Lawmakers around the world are also taking inspiration from the Code, with politicians and campaigners in the United States, the EU, Australia and Canada – among others – now seeking to introduce similar provisions in their own countries. Often, as in the California Age Appropriate Design Code, passed this week, this is reflected in the adoption of the Code’s fundamental tenets, such as the definition of a child as anyone under 18 and applying regulation to all services children are likely to access in practice, rather than merely those directed or targeted at them. Given COPPA, which sets the age of digital adulthood at 13 and applies only to services directed at children below this age, has been the defining legislation around children’s data protection for almost 25 years, the Code’s success in shifting the paradigm on these issues in only 12 months is remarkable.

Other countries, including France, the Netherlands, Sweden and the Republic of Ireland, have already introduced guidance influenced by and building on the Age Appropriate Design Code.

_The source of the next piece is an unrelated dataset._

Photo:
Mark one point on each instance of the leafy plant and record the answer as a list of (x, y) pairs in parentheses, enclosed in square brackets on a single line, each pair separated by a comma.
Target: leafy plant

As well as celebrating its successes, 5Rights continues to work behind the scenes to identify gaps in compliance, and spot systemic breaches of the Code’s standards. In October 2021, we sent a letter to the Information Commissioner’s Office detailing 12 widespread and systemic breaches across the sector, including inadequate age assurance, failure to enforce community standards and the continuing use of dark patterns and nudge techniques. We will continue to monitor potential breaches in the hope that our research will assist the ICO in any compliance action it initiates, to ensure that the Code really does mark a transformation in children’s experience of the digital world. 

Perhaps the biggest impact the Code has had has been in showing that these changes are in fact possible. For years we heard that the online world was just fundamentally different, and that trying to introduce changes like this would bring the whole thing crashing down. But the Code has shown that the digital world can not only be changed, but improved – and that the boundless creativity of the tech sector can be placed at the service of children and their best interests, rather than for ever more ‘engagement’.